May 2007
Consumer Talk: Stayin’ Alive By Lawn & Garden Retailer

Becky, 48
Dallas, Texas

“I have a few flower gardens spread throughout my yard. We have a sloping front yard where erosion takes place with the spring rain. Every March or April, I must clear out the leaves and weeds and then add rich soil. Some years, I will spread large-sized bark chips. I have purchased perennials in the past, but never seem to keep them healthy during the Texas summers to allow them to bloom the next year. For me, I just purchase annuals every year.

“In the back yard, I have found potted plants do better. I buy large baskets and re-pot them in my containers. In the front yard, I will plant them in the soil. When I first plant, I will add MiracleGro to jump start things, but after that, I do well just by watering them often.

“I have some roses in the side yard and use fertilizer and pest/black spot chemicals on them. Other than the roses, I rarely do anything else.”

Kelley, 27
Chicago, Ill.

“My ‘garden’ is just a pot of ivy that I rescued from my old job. It was nearly dead and barely green at all. When I brought it home, I poured out all the old dirt and refilled the pot with some potting soil that I purchased at the drug store. This seemed to help a lot. I changed the soil again about three years later. My plant sits by a window that faces west. I water it every few days, mostly when I notice it getting droopy, but he’s a pretty tough little guy and can go a week or more without water.

“As for chemicals and fertilizers, I haven’t had the need to use them. If I ever do have a garden, I would like to think that I’ll keep it organic — compost for fertilization, alternatives to pesticides, etc.”

Paquita, 55
Redlands, Calif.

“I use a systemic on my roses and some snail bait in the spring. Other than that, I release ladybugs and praying mantis each year. I did lose some trees to the much-loathed glassy winged sharpshooter a couple of years back. There is not much you can do about them except cut back the diseased wood.

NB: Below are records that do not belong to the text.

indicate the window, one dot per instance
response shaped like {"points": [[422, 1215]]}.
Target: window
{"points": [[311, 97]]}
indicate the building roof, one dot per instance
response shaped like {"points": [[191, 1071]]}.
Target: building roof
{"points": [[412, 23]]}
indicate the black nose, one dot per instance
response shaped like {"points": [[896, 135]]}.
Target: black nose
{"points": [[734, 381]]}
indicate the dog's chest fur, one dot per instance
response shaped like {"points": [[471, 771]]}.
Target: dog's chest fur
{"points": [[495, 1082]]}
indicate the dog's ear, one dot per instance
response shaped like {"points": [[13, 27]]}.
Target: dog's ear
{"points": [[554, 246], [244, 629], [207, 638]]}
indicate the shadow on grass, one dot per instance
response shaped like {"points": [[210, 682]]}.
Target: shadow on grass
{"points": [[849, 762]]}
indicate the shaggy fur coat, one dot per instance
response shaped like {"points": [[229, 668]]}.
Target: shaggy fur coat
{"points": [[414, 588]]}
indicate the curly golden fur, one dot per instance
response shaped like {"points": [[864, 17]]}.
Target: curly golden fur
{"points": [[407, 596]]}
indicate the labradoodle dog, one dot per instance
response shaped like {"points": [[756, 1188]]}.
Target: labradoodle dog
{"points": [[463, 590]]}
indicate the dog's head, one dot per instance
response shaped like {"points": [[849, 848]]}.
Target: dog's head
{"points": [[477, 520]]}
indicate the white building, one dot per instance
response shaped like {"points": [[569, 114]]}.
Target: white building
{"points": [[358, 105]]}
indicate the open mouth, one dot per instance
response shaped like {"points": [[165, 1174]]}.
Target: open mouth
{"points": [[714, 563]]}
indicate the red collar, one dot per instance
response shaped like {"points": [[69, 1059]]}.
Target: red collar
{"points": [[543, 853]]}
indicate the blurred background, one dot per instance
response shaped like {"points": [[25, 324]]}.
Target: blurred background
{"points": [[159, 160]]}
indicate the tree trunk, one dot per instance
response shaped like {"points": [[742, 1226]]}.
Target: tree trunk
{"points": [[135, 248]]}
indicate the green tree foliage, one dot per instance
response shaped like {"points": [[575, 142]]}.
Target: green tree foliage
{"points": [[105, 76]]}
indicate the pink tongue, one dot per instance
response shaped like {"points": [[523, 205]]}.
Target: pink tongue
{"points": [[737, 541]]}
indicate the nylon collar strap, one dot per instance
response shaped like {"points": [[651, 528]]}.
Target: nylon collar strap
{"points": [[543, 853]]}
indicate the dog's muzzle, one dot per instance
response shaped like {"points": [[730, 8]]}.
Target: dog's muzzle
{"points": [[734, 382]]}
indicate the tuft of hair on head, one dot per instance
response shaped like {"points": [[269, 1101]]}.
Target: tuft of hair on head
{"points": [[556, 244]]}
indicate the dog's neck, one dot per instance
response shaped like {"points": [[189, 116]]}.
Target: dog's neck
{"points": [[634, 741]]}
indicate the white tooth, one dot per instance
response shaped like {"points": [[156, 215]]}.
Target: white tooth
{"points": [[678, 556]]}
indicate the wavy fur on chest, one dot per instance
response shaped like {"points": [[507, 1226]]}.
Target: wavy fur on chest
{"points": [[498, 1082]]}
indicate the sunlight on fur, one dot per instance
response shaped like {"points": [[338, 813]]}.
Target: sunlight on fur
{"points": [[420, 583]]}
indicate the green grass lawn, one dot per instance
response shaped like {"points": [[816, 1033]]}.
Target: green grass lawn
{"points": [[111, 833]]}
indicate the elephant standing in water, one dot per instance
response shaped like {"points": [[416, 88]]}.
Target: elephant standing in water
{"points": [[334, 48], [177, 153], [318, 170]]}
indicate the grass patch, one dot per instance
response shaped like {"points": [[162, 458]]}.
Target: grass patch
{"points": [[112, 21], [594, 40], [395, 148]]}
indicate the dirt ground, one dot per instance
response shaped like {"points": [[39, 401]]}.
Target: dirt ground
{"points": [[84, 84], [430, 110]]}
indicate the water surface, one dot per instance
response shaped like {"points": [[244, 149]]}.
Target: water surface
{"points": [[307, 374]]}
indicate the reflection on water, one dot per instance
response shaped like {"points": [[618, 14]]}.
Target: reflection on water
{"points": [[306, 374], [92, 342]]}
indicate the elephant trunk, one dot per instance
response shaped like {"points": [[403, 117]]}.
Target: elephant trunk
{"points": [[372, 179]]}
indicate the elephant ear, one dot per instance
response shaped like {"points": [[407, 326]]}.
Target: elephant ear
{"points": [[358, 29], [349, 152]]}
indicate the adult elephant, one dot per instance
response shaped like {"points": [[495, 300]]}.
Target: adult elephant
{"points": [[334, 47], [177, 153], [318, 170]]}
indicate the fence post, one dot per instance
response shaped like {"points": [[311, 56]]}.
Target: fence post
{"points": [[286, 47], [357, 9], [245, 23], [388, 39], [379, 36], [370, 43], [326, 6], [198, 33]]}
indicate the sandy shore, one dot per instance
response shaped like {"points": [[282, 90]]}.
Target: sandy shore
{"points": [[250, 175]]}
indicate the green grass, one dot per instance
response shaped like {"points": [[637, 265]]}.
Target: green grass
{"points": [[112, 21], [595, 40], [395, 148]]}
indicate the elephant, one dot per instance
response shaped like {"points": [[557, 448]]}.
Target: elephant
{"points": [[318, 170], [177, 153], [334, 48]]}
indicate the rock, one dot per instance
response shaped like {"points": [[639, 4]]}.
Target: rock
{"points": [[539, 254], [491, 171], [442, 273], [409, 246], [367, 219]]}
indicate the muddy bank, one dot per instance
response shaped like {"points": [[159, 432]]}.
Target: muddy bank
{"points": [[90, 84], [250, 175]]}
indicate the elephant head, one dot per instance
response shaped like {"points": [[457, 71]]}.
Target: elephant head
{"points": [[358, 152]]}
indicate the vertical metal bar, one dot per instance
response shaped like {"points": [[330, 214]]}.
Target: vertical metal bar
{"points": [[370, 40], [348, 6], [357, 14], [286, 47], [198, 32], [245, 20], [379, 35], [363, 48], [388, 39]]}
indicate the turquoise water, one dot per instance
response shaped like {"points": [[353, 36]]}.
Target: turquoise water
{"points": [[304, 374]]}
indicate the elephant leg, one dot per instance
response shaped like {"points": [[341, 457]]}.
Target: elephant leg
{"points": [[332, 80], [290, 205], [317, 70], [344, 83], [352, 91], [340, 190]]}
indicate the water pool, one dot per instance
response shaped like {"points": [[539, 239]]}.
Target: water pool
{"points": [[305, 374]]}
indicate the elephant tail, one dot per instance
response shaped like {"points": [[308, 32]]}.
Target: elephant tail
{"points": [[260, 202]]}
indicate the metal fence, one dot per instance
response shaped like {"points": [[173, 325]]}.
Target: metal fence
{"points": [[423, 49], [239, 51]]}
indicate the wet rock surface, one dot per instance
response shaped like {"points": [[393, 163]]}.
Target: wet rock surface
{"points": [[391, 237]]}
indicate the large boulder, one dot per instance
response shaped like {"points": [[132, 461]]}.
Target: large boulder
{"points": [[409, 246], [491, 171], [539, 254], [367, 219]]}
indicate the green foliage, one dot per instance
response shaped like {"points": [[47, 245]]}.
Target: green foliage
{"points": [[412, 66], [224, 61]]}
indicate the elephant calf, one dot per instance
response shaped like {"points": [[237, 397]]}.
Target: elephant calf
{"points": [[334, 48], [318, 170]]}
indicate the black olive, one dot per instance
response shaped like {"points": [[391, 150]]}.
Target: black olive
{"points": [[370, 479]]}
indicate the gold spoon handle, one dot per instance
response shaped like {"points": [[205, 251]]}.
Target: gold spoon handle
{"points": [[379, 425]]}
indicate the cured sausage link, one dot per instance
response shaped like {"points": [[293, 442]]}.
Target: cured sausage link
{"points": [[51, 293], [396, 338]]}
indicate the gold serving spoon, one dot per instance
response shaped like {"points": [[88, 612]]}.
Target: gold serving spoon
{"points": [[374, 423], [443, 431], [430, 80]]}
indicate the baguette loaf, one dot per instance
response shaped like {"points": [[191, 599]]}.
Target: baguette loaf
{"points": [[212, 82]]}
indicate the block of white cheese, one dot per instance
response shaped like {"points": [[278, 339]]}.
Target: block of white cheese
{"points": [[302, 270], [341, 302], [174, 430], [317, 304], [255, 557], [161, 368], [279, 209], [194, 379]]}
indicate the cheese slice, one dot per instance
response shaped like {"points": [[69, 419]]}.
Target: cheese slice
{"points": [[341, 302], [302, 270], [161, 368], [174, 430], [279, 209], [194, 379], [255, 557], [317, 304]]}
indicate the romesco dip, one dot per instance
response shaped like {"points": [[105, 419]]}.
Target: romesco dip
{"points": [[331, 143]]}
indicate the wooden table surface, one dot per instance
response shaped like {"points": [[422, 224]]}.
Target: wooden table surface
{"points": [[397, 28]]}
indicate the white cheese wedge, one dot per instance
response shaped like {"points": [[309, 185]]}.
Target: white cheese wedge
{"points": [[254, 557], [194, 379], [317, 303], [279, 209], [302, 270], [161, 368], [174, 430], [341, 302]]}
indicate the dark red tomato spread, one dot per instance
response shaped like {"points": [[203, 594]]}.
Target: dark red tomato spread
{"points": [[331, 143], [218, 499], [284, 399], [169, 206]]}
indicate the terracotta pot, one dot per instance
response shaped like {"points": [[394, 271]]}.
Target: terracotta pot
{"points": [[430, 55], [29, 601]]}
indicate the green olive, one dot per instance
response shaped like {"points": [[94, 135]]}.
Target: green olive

“Nut grass is a real local problem. That stuff can pierce and grow through carpet and asphalt roofing shingles, both of which I have used as a base in my native plant borders beneath the wood chips. So Round Up has become my best friend. The only fertilizers I use are B-1 when I plant, a weed and feed product on the lawn twice a year, the rose food I mentioned and maybe some steer manure every three years or so.”

Questions To Consider

  • Are there any local problems (pests, diseases, regulations, etc.) affecting your region that your customers may not know about? Do you keep products readily available for such problems?
  • Do you keep instruction sheets in your store containing tips for potting and protecting plants?
  • How do you encourage customers who don’t use fertilizers or pest control to treat their gardening problems?